Wskaźniki ekonomiczne i kultura 

Booksy działa podobnie. – Jeśli osoby odpowiedzialne w firmie uznają, że projekt ma szansę na szybką implementację, to po zaakceptowaniu budżetu i timingu rozpoczynamy jego wdrażanie – mówi dyrektor operacyjny w Booksy Tomasz Zembrzycki. Przedsiębiorca wyjaśnia, że kadra zarządzająca i analitycy biorą pod uwagę kilka kluczowych czynników. 

Na zdjęciu: Tomasz Zembrzycki, COO Booksy | fot. materiały prasowe

Wśród nich wymienia: wskaźniki ekonomiczne, kulturowe, popularność usług mobilnych na danej szerokości geograficznej oraz to, z kim startup będzie musieć się zmierzyć i walczyć o rynek. Opracowane w ten sposób informacje analityc przedstawiają zarządowi spółki i następnie decydują o ewentualnym wejściu na dany rynek lub wstrzymaniu się. Potem przychodzi czas, żeby skompletować zespół i zatrudnić pierwszych pracowników.

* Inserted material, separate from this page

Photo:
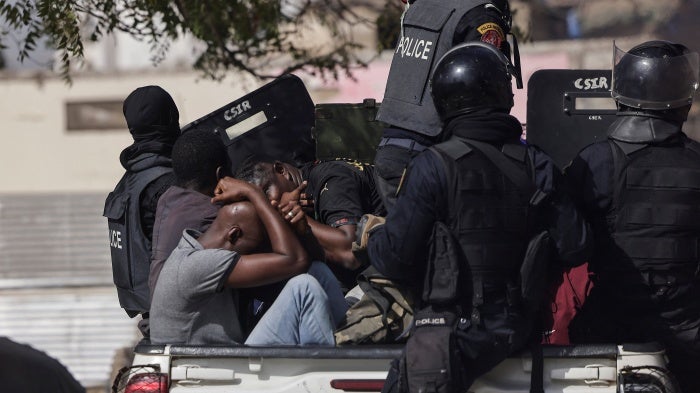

Zwykle są to country manager i sales manager. Oprócz wysokich umiejętności oczekuje się, aby idealny kandydat wykazał się siatką kontaktów, która pomoże mu zrealizować podstawowy cel. Jest nim osiągnięcie zakładanego tempa rozwoju w ciągu kilkunastu tygodni oraz przygotowanie i poprowadzenie firmy przez proces skalowania. Następnie przeprowadza się testy na lokalnym rynku i kompletuje resztę zespołu.  

Błędy 

Rozpoczynając ekspansję i wprowadzając produkty na zagraniczne rynki można popełnić szereg błędów. Chociaż ich lista jest długa, to warto znać przynajmniej te podstawowe. – Każdy startupowiec, product manager może wymienić ich więcej niż 3, będą one różnić się również w zależności od tego, kogo zapytacie – mówi Beata Mosór-Szyszka, Co-founder & Strateg w Project People. Wymienia jednak tylko 3 błędy, o których trzeba pamiętać.

3 błędy jakie możesz popełnić wchodząc z produktem na rynek:

1. Odwlekasz moment startu sprzedaży

2. Więcej mówisz o swoim produkcie niż w nim robisz

3. Kryjesz się ze swoim pomysłem, bo a nuż konkurencja go ukradnie.